Die Opposition spricht von einem »Angriff auf die nationale Souveränität«: Wie die argentinische Tageszeitung Página 12 vergangene Woche berichtete, hat die Allgemeine Hafenbehörde des Landes (AGP) eine Absichtserklärung unterzeichnet, laut der Angehörige der US-Streitkräfte auf der Wasserstraße Paraná-Paraguay eingesetzt werden sollen. Die Wasserstraße ist ein fast 3.500 Kilometer langer Korridor der Flüsse Paraná und Paraguay, der für die gesamte Region von sowohl wirtschaftlicher als auch strategischer Bedeutung ist.

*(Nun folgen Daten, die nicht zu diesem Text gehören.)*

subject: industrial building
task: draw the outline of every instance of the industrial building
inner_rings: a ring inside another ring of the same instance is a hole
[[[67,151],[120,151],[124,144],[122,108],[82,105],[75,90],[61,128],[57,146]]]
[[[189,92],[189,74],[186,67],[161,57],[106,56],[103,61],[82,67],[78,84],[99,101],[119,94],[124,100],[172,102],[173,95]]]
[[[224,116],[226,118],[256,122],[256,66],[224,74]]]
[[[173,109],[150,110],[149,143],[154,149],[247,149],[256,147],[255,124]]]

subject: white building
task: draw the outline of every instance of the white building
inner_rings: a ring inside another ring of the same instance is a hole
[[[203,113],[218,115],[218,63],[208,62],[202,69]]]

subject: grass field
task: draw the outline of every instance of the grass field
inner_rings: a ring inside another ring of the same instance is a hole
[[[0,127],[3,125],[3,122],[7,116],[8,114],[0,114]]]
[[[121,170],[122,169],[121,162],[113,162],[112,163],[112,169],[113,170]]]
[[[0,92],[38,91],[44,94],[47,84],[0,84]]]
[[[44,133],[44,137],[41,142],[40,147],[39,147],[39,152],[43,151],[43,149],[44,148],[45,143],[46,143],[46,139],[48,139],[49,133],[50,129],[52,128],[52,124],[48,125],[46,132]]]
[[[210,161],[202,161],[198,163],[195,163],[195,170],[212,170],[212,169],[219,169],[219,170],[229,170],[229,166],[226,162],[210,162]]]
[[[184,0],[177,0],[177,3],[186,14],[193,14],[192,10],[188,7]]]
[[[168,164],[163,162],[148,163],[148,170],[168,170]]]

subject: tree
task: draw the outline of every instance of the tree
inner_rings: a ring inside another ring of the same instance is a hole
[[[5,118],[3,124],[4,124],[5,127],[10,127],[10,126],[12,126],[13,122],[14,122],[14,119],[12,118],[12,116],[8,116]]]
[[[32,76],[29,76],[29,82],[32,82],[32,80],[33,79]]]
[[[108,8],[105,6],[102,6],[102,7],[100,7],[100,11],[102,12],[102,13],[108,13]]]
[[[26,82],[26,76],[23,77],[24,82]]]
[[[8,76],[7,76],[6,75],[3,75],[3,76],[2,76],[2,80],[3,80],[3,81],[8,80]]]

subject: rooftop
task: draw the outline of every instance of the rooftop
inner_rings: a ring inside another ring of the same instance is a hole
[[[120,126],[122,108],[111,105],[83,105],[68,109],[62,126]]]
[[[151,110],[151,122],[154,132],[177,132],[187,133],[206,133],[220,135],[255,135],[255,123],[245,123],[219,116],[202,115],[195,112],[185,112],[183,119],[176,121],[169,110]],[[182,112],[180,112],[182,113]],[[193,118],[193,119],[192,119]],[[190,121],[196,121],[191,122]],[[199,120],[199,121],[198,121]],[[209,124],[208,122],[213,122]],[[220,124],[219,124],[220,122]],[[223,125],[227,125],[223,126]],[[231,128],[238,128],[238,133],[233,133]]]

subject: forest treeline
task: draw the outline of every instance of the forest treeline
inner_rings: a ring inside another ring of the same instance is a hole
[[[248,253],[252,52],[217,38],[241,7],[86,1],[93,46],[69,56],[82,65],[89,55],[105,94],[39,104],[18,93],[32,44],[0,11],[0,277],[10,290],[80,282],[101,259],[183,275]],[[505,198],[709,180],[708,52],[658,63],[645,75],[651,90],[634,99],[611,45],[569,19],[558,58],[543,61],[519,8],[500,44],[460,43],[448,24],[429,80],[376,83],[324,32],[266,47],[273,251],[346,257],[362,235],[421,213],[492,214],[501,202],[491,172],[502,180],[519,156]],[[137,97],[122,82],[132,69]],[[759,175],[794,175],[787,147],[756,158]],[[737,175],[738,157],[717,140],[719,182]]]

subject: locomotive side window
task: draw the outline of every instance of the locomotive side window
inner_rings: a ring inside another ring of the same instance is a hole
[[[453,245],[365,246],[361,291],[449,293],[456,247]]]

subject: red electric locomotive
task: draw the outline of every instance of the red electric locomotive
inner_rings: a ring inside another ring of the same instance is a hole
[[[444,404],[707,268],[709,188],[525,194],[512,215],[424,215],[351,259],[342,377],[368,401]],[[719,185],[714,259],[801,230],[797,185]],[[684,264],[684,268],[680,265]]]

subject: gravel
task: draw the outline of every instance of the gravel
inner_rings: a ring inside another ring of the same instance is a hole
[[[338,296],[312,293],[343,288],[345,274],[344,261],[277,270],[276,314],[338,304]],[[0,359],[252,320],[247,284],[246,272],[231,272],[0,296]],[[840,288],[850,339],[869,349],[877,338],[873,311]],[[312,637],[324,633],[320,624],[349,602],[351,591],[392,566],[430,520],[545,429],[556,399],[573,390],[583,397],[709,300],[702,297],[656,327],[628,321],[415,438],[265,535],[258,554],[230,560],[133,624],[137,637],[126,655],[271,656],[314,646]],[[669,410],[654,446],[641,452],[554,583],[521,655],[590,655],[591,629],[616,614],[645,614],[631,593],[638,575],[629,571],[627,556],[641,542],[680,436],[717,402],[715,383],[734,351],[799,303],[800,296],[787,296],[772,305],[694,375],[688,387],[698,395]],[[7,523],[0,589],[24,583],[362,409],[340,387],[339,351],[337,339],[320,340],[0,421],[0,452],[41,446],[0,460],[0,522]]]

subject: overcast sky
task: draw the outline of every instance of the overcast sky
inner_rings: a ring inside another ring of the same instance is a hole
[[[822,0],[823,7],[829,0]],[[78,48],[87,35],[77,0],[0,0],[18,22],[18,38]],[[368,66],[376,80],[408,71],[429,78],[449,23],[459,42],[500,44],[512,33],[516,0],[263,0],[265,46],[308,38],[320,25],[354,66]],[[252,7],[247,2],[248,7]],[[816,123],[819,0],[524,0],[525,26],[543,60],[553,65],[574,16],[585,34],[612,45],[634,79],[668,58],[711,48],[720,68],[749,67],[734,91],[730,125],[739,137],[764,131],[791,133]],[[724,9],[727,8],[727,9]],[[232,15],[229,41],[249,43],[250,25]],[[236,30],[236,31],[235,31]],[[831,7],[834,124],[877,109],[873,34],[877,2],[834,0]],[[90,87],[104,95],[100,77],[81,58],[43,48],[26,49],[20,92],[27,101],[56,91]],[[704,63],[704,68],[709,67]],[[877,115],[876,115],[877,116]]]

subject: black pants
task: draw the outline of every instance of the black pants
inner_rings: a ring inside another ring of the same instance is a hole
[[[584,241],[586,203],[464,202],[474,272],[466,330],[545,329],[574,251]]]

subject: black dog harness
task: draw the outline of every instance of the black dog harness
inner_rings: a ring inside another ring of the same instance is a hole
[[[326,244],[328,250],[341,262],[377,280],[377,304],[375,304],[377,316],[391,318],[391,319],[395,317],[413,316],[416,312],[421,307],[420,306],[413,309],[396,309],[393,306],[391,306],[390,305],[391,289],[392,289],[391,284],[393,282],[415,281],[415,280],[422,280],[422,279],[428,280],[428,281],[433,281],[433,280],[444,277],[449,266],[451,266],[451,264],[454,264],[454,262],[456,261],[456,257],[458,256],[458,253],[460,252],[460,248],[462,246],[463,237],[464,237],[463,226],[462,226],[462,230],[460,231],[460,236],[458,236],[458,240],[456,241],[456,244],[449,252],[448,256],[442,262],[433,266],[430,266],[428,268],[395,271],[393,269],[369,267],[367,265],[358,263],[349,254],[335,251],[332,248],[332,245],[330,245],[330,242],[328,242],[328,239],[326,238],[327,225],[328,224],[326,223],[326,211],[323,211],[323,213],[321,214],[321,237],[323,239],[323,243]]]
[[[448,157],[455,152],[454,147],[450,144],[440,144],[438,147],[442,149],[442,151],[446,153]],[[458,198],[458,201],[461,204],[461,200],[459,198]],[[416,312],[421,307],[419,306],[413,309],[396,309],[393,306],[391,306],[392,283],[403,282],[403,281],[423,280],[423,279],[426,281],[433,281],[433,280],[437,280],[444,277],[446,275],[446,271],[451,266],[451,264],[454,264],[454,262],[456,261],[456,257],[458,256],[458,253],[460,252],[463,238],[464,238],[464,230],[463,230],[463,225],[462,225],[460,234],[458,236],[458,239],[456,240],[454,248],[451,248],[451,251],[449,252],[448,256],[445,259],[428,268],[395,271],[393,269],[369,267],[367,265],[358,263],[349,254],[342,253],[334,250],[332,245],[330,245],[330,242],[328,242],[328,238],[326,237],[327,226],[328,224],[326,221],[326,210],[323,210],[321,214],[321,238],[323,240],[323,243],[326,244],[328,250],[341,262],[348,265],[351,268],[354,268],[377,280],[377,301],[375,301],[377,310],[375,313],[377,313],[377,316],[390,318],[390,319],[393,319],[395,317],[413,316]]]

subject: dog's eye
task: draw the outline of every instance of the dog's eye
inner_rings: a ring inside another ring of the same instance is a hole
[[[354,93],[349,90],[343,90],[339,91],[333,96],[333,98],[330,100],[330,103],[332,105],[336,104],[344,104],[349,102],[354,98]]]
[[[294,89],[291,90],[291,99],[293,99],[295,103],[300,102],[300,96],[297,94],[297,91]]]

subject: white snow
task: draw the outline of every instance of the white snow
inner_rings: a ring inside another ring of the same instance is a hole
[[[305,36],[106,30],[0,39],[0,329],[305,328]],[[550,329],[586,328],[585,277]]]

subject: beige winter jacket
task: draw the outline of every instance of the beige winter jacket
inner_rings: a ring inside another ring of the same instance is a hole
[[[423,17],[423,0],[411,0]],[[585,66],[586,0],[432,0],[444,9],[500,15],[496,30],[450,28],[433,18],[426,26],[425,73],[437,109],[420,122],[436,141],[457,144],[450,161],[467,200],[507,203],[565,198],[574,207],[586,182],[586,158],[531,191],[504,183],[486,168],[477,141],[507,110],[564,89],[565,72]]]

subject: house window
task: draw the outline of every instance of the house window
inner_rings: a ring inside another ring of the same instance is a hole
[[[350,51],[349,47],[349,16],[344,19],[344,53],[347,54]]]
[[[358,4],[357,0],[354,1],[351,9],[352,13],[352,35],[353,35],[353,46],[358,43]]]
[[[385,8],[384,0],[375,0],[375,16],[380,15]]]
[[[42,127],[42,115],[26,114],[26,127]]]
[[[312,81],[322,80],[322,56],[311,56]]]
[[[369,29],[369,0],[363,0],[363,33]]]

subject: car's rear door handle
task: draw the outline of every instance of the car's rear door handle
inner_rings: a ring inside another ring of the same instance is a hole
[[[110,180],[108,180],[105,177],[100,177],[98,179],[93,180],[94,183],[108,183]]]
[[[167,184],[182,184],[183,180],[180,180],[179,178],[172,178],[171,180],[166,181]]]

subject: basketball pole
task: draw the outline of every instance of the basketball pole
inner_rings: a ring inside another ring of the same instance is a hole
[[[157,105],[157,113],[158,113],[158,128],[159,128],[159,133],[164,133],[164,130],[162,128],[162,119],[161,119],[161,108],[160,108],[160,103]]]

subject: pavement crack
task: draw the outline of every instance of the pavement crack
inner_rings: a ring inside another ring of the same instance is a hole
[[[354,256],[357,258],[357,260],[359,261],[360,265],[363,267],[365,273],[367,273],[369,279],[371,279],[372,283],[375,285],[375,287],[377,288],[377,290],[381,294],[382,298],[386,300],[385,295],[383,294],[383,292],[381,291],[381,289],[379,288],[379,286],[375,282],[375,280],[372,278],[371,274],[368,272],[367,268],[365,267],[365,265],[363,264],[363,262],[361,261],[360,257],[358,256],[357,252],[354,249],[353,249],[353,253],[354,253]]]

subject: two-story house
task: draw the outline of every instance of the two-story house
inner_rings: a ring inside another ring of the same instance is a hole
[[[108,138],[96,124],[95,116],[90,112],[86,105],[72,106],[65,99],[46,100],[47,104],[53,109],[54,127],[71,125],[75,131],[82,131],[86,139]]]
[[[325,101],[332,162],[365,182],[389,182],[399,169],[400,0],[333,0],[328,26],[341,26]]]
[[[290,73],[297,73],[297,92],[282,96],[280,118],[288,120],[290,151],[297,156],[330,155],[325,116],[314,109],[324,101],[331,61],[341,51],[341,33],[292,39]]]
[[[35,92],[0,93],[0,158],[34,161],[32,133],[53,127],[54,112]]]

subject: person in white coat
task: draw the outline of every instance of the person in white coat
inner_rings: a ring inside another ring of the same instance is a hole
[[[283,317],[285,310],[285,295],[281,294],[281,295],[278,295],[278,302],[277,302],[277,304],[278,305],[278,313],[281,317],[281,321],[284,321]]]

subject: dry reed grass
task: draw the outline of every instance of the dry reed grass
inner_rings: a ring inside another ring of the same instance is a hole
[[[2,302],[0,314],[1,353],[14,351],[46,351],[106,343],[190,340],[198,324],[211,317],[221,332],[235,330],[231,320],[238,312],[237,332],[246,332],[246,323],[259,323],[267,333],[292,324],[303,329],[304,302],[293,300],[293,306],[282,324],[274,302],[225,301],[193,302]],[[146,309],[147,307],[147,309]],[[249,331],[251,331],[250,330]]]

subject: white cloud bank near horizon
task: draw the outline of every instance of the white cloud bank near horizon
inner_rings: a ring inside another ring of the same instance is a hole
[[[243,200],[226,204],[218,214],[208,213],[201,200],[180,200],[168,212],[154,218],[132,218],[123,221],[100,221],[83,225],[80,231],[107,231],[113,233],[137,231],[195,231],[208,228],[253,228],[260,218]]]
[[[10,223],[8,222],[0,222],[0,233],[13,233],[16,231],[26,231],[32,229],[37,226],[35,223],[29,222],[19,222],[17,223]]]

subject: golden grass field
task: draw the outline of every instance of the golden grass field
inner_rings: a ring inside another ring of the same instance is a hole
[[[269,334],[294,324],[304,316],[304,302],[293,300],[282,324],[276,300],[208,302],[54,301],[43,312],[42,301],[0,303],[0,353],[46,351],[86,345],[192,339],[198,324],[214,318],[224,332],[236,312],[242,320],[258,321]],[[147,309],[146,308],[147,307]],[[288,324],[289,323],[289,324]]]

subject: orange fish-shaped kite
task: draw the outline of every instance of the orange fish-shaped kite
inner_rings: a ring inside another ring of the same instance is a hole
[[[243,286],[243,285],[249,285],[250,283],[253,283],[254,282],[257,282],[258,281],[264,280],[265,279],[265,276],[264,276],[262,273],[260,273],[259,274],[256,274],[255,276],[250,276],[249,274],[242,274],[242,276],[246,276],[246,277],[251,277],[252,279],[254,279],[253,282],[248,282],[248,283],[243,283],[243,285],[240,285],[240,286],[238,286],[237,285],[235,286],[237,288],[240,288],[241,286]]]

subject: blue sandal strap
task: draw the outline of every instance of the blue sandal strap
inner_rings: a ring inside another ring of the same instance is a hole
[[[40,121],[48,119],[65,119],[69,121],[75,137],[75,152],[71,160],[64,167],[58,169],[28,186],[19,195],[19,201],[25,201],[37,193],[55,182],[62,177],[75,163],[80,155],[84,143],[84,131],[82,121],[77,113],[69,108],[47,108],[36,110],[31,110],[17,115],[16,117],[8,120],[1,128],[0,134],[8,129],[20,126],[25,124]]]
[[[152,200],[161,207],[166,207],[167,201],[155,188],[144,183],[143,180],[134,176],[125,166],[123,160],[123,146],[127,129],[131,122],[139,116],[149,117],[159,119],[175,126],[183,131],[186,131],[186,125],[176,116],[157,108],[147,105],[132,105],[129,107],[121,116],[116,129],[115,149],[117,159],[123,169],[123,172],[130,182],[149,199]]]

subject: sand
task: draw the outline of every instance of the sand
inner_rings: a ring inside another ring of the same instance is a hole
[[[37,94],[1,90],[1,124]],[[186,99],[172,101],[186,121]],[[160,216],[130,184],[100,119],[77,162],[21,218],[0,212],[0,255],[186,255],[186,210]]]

Offiziell geht es bei dem Abkommen vor allem um technische Assistenz. So heißt es darin: »Das Abkommen wird einen intensiveren Informationsaustausch zwischen den beiden Verwaltungen ermöglichen, wobei der Schwerpunkt auf der Effizienz und der Durchführung neuer Ausbildungsmaßnahmen unter anderem in den Bereichen Hafen- und Wasserstraßenmanagement, Aufrechterhaltung der Schiffahrt und des ökologischen Gleichgewichts sowie der Entwicklung der Infrastruktur liegt.«

Nach der Unterzeichnung erklärte der Leiter der AGP, Gastón Benvenuto, das Abkommen ermögliche, »das technische Expertenwissen« der USA für »das Ressourcenmanagement, die Baggersysteme, die Markierung der Wasserwege sowie die Ausbildung von technischem Personal« zu verbessern. Der US-Botschafter in Argentinien, Marc Stanley, fügte hinzu, es handle sich um ein »perfektes Beispiel dafür, wie unsere Länder Technikexperten zusammenbringen können, die das Management unserer kritischen Infrastrukturen verbessern«.

Die Wasserstraße ist die wichtigste des Landes. Über sie werden fast alle argentinischen Exporte transportiert. Vertreter der Opposition kritisieren insbesondere, dass das Abkommen völlig intransparent zustande gekommen sei. So erklärte der Abgeordnete des peronistischen Frente de Todos für die Provinz Santa Fe, Eduardo Toniolli, niemand sei über die Anwesenheit der Mitglieder des Außen- oder des Verteidigungsministeriums in der Region informiert worden. Auch sei kein Antrag auf Einreisegenehmigung für Angehörige ausländischer Truppen beim Nationalkongress gestellt worden, »obwohl es das Gesetz 25.880 so vorsieht«.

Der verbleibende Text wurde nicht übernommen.